İşte tam da bu yüzden kimse romanın bir harem romanına dönüşeceğini beklemiyordu!
Bu yüzden yazar Prenses Yongning'in ölümü hakkında yazdığında herkesin kafası karışmıştı! Herkesin! Kafası! Çok! Karışmıştı! Tam da herkes bunun Prenses Yongning'in ölmüş gibi davranmasını gerektirecek yazarın gizli planının bir parçası olduğunu düşünürken…
Yazar kararlı bir cümle kurmuştu. “O gerçekten öldü. Cesedi soğudu.”

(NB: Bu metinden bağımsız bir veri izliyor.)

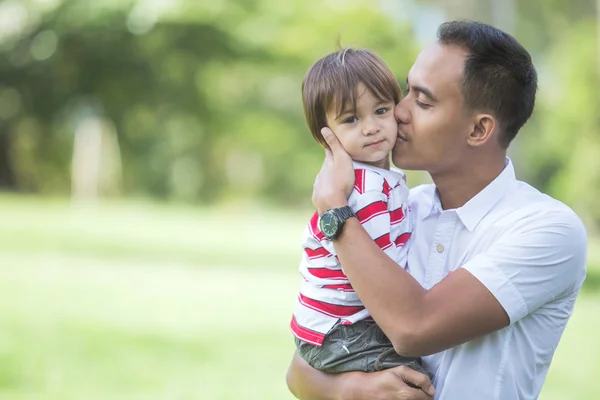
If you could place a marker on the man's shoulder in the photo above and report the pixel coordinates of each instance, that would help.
(422, 193)
(529, 203)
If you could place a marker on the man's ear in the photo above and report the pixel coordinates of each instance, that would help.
(485, 127)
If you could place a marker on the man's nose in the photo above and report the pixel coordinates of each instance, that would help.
(401, 113)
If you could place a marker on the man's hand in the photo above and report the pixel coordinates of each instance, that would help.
(335, 181)
(400, 383)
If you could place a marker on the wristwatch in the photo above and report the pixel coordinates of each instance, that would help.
(332, 221)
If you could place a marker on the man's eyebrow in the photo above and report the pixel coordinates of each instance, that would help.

O anda yorum bölümü havaya uçtu! Acı içinde ağlayan üzgün insanlarla doldu! Ve bu şeytani anneyi şikayet eden nefret dolu yorumlar…
Xiao Yuan anılarına ağlarken Prenses Yongning çorbayı yeniden hazırlamış ve yatak odasına dönmüştü bile. “Majesteleri Ağabey, deneyin.”
Çorba sıcak olduğu için Xiao Yuan soğuğun yavaş yavaş dağıldığını hissetti.
“Lezzetli mi?” Prenses Yongning gülümserken gözleri kıvrıldı.
“Tadı çok güzel.” Xiao Yuan başını salladı ve şöyle düşündü: Erkek kahramanla kadın kahramanın tesadüfen tanışıp birbirlerine aşık olmalarını nasıl sağlayabilirim?!!!
Xiao Yuan Yan Heqing hakkında düşünürken aynı şekilde Yan Heqing hakkında düşünen başka biri daha vardı.
Bu kişi İçişleri Dairesi’nin başındaki Hadım Zhao'dan başkası değildi.
“Majestelerinin dün gece Güney Yan Krallığı Prensi Yan Heqing'i kardan aldığını mı söylüyorsun?” Bir Taishi sandalyesinde oturan Hadım Zhao işaret parmağını bir iki kez tahtaya vurdu.
Geçen sefer Yan Heqing'e zorbalık eden hizmetkâr ayaklarının dibinde diz çöktü. “Kesinlikle hata yok.”
“Hmm....”
Hadım Zhao bir süre düşündü. Gözleri uğursuz ve ses tonu nezaketten uzaktı. “Yan Heqing şimdi nerede?”
“Hadım Zhao'ya cevabımdır; hâlâ Taiyi Salonu'nda.”
“Pekâlâ. Birkaç gün içinde Yan Heqing İçişleri Dairesi’ne döndüğünde yanına birkaç kişi alacaksın ve ona benim için bir ders vereceksin.”